A contract is an exchange of items of value, like a contract for the sale of goods, between two or more persons, each of whom is willing and able to make the exchange. An agreement is an exchange of promises to act or not act, like an employment agreement, between two or more persons, each of whom are willing and able to make the exchange. As practical matter, contracts and agreements often overlap so that this distinction is not always meaningful in terms of how or which common law contract principles apply. These terms will be used interchangeably in this publication.

Like other types of legal writing, contract drafting is a learned skill. This skill has principles and techniques by which the skill is applied to real world situations. These principles and techniques evolve as commerce and technology evolve. However, the fundamentals underlying these principles and techniques remain constant. Whether the written contract is on paper, displayed in digital images or are impulses in the human brain, the principles and techniques of drafting contracts apply to each conceivable form of the written contract.

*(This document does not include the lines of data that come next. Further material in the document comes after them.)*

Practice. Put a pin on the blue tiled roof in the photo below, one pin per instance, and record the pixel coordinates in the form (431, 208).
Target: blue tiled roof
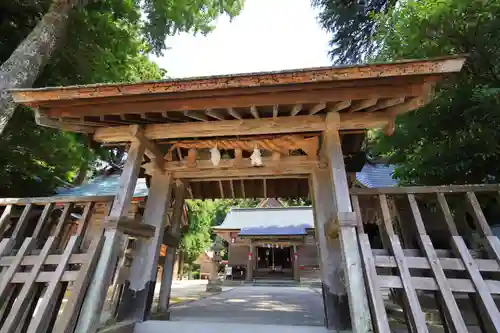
(376, 175)
(104, 185)
(269, 221)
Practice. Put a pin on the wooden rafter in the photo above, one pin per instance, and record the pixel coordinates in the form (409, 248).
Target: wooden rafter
(254, 111)
(217, 114)
(362, 104)
(295, 110)
(317, 108)
(196, 115)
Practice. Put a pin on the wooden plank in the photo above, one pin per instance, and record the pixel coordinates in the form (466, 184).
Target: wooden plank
(416, 316)
(234, 113)
(362, 104)
(196, 115)
(339, 106)
(290, 165)
(6, 277)
(217, 114)
(5, 218)
(55, 199)
(66, 321)
(453, 264)
(295, 110)
(175, 231)
(426, 189)
(450, 306)
(316, 108)
(353, 271)
(372, 282)
(48, 304)
(254, 111)
(139, 290)
(429, 284)
(33, 259)
(275, 110)
(96, 294)
(385, 103)
(23, 299)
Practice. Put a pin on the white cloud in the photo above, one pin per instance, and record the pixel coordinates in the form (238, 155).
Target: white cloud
(268, 35)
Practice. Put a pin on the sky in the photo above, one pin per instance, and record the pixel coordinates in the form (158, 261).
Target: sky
(268, 35)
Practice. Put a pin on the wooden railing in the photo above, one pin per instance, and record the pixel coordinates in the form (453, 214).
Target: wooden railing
(459, 280)
(45, 264)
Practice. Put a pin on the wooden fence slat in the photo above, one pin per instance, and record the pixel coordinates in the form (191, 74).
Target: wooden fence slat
(68, 318)
(11, 271)
(450, 306)
(4, 218)
(39, 322)
(43, 218)
(429, 284)
(23, 299)
(485, 299)
(489, 310)
(377, 303)
(416, 315)
(453, 264)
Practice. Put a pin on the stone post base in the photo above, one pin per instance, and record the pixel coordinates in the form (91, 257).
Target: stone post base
(214, 285)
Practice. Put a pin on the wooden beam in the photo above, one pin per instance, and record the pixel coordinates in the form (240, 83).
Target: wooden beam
(138, 292)
(196, 115)
(385, 103)
(242, 101)
(295, 110)
(96, 293)
(317, 108)
(152, 150)
(358, 301)
(234, 113)
(340, 106)
(275, 110)
(362, 104)
(216, 128)
(217, 114)
(228, 168)
(254, 111)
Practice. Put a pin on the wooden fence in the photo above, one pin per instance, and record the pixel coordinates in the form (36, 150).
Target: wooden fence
(461, 281)
(45, 268)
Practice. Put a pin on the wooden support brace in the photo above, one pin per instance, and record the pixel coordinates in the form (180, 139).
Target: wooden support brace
(130, 226)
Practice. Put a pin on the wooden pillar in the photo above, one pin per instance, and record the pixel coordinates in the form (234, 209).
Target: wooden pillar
(346, 220)
(94, 299)
(139, 288)
(335, 300)
(295, 258)
(250, 255)
(175, 232)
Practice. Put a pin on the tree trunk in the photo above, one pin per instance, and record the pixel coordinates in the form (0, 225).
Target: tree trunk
(28, 59)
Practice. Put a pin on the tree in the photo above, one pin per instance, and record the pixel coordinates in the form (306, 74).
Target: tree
(352, 25)
(107, 44)
(455, 139)
(162, 18)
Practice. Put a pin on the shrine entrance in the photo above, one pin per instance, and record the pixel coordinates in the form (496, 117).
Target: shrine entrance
(291, 134)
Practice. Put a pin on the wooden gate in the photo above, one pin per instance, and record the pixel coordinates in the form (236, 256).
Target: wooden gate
(439, 254)
(44, 266)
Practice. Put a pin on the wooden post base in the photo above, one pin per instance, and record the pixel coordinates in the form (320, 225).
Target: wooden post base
(337, 314)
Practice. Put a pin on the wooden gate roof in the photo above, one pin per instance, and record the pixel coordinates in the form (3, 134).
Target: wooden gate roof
(364, 95)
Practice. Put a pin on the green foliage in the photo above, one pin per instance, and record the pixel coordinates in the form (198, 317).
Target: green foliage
(455, 139)
(352, 25)
(107, 41)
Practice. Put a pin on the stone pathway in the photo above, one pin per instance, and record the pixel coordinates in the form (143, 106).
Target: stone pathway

The most fundamental skill in contract drafting is knowing the desires of the constituents and knowing the substance of business of the LLC. Even before drafting a word, the attorney must be satisfied that he or she understands the desires of the constituents and the business of the entity. Often, the constituents have not formulated legally meaningful and practical concepts of their desires and business objectives. Acting as counselor, the attorney must assist them in articulating these concepts so that they can be transposed into an unambiguous and legally enforceable instrument. The drafter aspires to articulate:

  1. The rights and obligations of the constituents,
  2. Provisions for events or contingencies that are not expected to but may occur,
  3. Provisions that avoid any undesired default provisions of any applicable statutory or common law, and
  4. Remedies and means of enforcing or discharging the rights and obligations.